La resolución recurrida en la instancia, la inicial de 27 de mayo de 2019, justificó la denegación en que el interesado no cumplía los requisitos exigidos en el Reglamento de la Ley Orgánica de Extranjería, con remisión al art. 51.2 y 47, por no contar con cantidad que representara mensualmente el 400% del IPREM, en relación con la cobertura de los gastos de manutención y estancia incluyendo, en su caso, los de la familia durante el tiempo por el que se pretendía la renovación.
Así se ratificó por la resolución que desestimó el recurso de reposición de 8 de julio de 2019 que, según consta en el expediente, se notificó a través del Boletín Oficial del Estado con publicación en el Suplemento de notificaciones de 21 de agosto de 2019, tras constatarse por el servicio de Correos la ausencia en el domicilio en los dos intentos de notificación.

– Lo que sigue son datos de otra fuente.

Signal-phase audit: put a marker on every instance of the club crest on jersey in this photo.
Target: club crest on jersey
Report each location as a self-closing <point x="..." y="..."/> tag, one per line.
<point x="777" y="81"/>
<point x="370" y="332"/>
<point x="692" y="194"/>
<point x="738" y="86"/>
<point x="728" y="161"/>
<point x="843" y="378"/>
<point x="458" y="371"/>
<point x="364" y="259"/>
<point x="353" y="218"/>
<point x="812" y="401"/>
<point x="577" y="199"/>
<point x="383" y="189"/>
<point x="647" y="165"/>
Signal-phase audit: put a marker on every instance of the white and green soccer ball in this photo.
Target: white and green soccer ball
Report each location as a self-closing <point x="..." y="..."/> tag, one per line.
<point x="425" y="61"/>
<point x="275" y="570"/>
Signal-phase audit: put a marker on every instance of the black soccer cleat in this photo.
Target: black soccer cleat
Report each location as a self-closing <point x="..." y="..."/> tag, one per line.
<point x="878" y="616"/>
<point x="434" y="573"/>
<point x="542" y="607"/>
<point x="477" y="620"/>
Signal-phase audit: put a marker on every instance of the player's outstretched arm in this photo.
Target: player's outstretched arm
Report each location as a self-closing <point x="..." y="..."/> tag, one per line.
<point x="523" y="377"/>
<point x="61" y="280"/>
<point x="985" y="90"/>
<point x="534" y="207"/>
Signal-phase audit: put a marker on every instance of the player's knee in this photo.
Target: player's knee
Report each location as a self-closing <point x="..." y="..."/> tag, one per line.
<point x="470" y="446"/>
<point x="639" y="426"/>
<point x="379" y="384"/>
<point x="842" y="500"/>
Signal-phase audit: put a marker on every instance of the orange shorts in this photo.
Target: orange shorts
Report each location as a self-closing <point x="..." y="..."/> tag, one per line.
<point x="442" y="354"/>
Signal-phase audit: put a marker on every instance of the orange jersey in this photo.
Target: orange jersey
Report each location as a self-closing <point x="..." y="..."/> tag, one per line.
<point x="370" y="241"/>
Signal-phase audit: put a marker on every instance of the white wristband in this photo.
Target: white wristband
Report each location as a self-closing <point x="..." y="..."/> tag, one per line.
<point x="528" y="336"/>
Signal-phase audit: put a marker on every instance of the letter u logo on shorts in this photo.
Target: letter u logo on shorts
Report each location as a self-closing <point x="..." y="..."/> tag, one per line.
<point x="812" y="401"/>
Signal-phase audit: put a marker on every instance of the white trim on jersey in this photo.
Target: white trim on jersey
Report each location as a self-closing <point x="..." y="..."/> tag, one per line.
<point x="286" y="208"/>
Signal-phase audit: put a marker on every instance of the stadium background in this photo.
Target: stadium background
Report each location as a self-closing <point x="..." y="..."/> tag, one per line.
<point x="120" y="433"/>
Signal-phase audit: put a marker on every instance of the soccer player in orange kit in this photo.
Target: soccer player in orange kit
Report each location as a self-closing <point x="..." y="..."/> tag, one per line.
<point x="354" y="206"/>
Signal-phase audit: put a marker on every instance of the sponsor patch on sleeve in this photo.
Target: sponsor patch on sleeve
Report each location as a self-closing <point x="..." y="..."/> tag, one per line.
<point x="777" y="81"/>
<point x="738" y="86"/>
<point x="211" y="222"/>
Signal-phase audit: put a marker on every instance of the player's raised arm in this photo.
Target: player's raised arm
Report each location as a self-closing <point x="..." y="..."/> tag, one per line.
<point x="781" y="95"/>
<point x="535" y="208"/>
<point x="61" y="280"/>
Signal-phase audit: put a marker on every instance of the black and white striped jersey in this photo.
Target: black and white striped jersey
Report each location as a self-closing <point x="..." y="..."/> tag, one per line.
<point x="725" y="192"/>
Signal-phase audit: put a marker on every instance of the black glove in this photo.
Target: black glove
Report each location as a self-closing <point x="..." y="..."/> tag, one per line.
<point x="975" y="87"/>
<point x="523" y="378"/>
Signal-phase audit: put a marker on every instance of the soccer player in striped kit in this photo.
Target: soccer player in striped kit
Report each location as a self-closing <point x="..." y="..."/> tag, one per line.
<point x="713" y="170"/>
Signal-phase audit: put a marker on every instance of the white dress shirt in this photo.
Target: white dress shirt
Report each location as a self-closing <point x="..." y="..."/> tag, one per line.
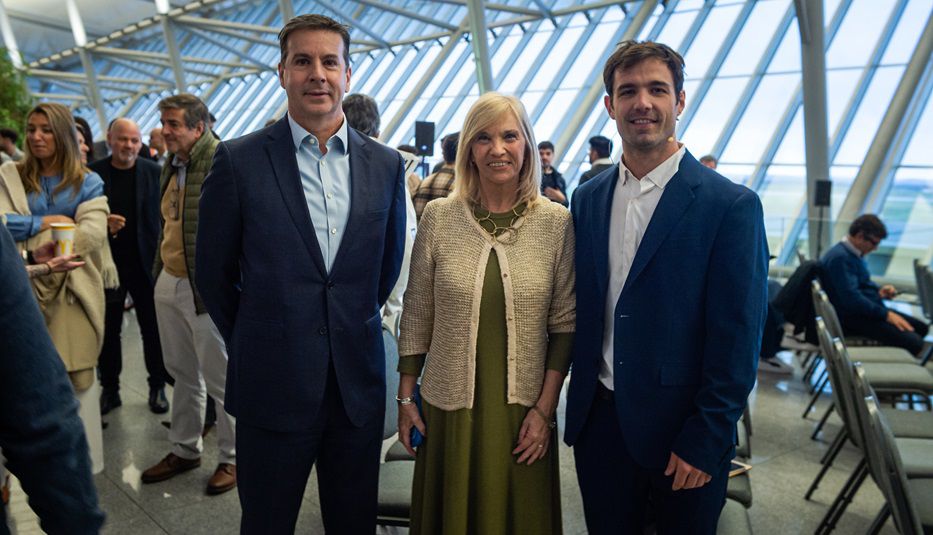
<point x="633" y="205"/>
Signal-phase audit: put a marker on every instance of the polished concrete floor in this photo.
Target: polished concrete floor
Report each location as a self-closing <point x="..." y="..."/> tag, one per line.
<point x="784" y="460"/>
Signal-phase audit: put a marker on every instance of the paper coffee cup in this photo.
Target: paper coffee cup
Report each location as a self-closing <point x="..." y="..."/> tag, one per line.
<point x="63" y="234"/>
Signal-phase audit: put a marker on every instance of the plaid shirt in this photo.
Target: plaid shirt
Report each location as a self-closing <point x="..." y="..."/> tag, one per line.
<point x="435" y="186"/>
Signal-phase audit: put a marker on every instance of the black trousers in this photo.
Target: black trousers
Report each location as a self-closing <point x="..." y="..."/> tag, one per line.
<point x="273" y="469"/>
<point x="618" y="492"/>
<point x="136" y="282"/>
<point x="888" y="334"/>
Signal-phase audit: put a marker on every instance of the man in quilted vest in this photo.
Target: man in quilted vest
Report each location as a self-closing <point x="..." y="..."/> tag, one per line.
<point x="192" y="347"/>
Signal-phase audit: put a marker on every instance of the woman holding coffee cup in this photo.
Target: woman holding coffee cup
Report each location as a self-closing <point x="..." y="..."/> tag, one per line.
<point x="489" y="316"/>
<point x="51" y="188"/>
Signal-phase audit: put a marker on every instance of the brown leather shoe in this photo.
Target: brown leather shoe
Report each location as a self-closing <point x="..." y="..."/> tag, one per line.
<point x="169" y="467"/>
<point x="224" y="479"/>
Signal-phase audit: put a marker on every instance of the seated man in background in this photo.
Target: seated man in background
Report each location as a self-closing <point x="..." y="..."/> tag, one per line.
<point x="439" y="184"/>
<point x="41" y="435"/>
<point x="858" y="300"/>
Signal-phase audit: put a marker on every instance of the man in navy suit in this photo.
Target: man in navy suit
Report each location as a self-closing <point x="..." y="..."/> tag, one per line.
<point x="858" y="300"/>
<point x="669" y="326"/>
<point x="301" y="236"/>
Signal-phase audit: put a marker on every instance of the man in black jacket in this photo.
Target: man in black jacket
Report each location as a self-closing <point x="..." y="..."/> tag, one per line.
<point x="132" y="188"/>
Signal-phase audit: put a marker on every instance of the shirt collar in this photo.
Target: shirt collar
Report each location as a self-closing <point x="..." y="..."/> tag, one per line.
<point x="337" y="142"/>
<point x="660" y="175"/>
<point x="852" y="249"/>
<point x="178" y="163"/>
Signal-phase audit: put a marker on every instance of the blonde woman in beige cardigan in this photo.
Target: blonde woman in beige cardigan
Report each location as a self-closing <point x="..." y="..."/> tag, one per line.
<point x="51" y="185"/>
<point x="489" y="318"/>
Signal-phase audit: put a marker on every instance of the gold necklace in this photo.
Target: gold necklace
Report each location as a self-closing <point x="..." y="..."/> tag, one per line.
<point x="486" y="220"/>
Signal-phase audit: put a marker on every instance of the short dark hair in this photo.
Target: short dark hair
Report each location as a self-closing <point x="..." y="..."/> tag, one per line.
<point x="362" y="113"/>
<point x="85" y="130"/>
<point x="194" y="108"/>
<point x="602" y="145"/>
<point x="630" y="53"/>
<point x="9" y="134"/>
<point x="314" y="22"/>
<point x="870" y="225"/>
<point x="449" y="147"/>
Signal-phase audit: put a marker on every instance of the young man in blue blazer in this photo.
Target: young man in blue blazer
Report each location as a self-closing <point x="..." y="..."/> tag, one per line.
<point x="670" y="323"/>
<point x="301" y="237"/>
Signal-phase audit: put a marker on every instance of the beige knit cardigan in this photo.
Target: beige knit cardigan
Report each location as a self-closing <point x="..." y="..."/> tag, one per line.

Resolución que ratificó la resolución inicial y que insistió en dejar constancia de que el interesado había sido titular de residencia, con vigencia del 30 de enero de 2017 al 29 de enero de 2019, concedida al amparo de la Disposición Adicional 1ª.4 in fine del Reglamento de la Ley de Orgánica Extranjería, con vigencia del 30 de enero de 2016 al 29 de enero de 2017.
Así mismo ratificó, en relación con la continuación de la previa situación existente, que provenía de una autorización de residencia concedida según el art. 202 del Reglamento, insistiendo en que tenía que acreditar recursos económicos en el 400% del IPREM, señalando, respecto al informe de esfuerzo de integración que se había aportado, que carecía de contenido mínimo exigido, con remisión al art. 51.6 del Reglamento en relación a la participación activa del extranjero en actuaciones formativas destinadas al conocimiento y respeto de los valores constitucionales de España, y valores estatutarios de la comunidad autónoma en la que residía, y los valores de la Unión Europea, así como derechos humanos, libertades públicas, democracia, tolerancia e igualdad entre mujeres y hombres, así como el aprendizaje de lenguas oficiales del lugar de residencia.

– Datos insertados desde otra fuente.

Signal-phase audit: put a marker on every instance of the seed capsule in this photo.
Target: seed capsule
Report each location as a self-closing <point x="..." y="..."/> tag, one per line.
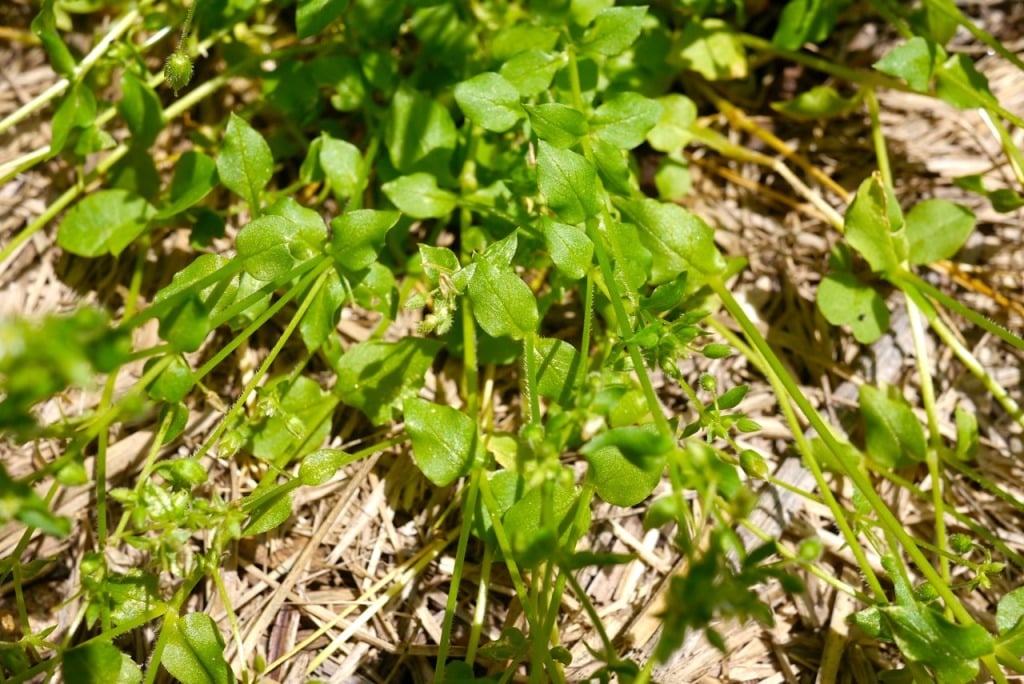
<point x="178" y="70"/>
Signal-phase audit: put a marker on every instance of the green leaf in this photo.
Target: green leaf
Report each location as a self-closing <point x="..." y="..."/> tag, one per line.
<point x="245" y="164"/>
<point x="99" y="663"/>
<point x="530" y="72"/>
<point x="673" y="178"/>
<point x="1010" y="611"/>
<point x="377" y="377"/>
<point x="619" y="480"/>
<point x="271" y="246"/>
<point x="419" y="197"/>
<point x="556" y="362"/>
<point x="639" y="444"/>
<point x="342" y="165"/>
<point x="712" y="49"/>
<point x="297" y="420"/>
<point x="195" y="651"/>
<point x="314" y="15"/>
<point x="76" y="111"/>
<point x="44" y="26"/>
<point x="132" y="596"/>
<point x="105" y="221"/>
<point x="960" y="83"/>
<point x="568" y="182"/>
<point x="503" y="304"/>
<point x="627" y="463"/>
<point x="489" y="101"/>
<point x="844" y="300"/>
<point x="936" y="229"/>
<point x="625" y="119"/>
<point x="678" y="240"/>
<point x="19" y="502"/>
<point x="913" y="61"/>
<point x="187" y="324"/>
<point x="967" y="435"/>
<point x="270" y="511"/>
<point x="141" y="111"/>
<point x="530" y="541"/>
<point x="514" y="40"/>
<point x="732" y="397"/>
<point x="444" y="440"/>
<point x="818" y="102"/>
<point x="357" y="237"/>
<point x="195" y="176"/>
<point x="672" y="130"/>
<point x="633" y="259"/>
<point x="613" y="31"/>
<point x="894" y="437"/>
<point x="560" y="125"/>
<point x="437" y="261"/>
<point x="420" y="134"/>
<point x="806" y="22"/>
<point x="926" y="636"/>
<point x="570" y="249"/>
<point x="875" y="225"/>
<point x="321" y="466"/>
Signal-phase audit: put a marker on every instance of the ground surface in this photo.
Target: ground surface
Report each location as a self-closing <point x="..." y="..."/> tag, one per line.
<point x="326" y="576"/>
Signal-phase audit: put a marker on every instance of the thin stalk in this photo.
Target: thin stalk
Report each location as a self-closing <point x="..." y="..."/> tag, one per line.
<point x="503" y="543"/>
<point x="588" y="321"/>
<point x="480" y="608"/>
<point x="739" y="120"/>
<point x="990" y="41"/>
<point x="117" y="30"/>
<point x="232" y="620"/>
<point x="529" y="382"/>
<point x="909" y="282"/>
<point x="935" y="437"/>
<point x="886" y="517"/>
<point x="460" y="561"/>
<point x="72" y="194"/>
<point x="770" y="368"/>
<point x="878" y="138"/>
<point x="622" y="319"/>
<point x="858" y="76"/>
<point x="1013" y="153"/>
<point x="321" y="274"/>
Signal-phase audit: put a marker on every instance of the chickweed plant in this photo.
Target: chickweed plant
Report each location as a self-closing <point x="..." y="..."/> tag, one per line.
<point x="467" y="177"/>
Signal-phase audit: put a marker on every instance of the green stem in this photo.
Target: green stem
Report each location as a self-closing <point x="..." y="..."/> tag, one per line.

Destacó que se seguía sin acreditar la disposición de medios económicos suficientes para el periodo de residencia que se solicitaba en los términos exigidos.
En el FJ 1º enmarca el ámbito del debate, razonado la desestimación del recurso en sus FF JJ segundo y tercero, del tenor que sigue:
<< Segundo. - Sobre el fondo de la cuestión. La resolución administrativa de 27 de mayo de 2019 apunta en su fundamento jurídico segundo que no se cumplen con los requisitos del artículo 51.2 del Reglamento de Extranjería.
Este precepto, en su letra b) dice que
Y el artículo 47 al que remite expone que:
Por tanto, es una cuestión puramente objetiva, de alcanzar o no la cifra que exige la norma aplicable, lo que el recurrente no acredita, y por lo tanto no colma las exigencias normativas para la concesión de la autorización de residencia temporal, sin necesidad de mayores pronunciamientos al respecto. Simplemente no cumple con los requisitos legales.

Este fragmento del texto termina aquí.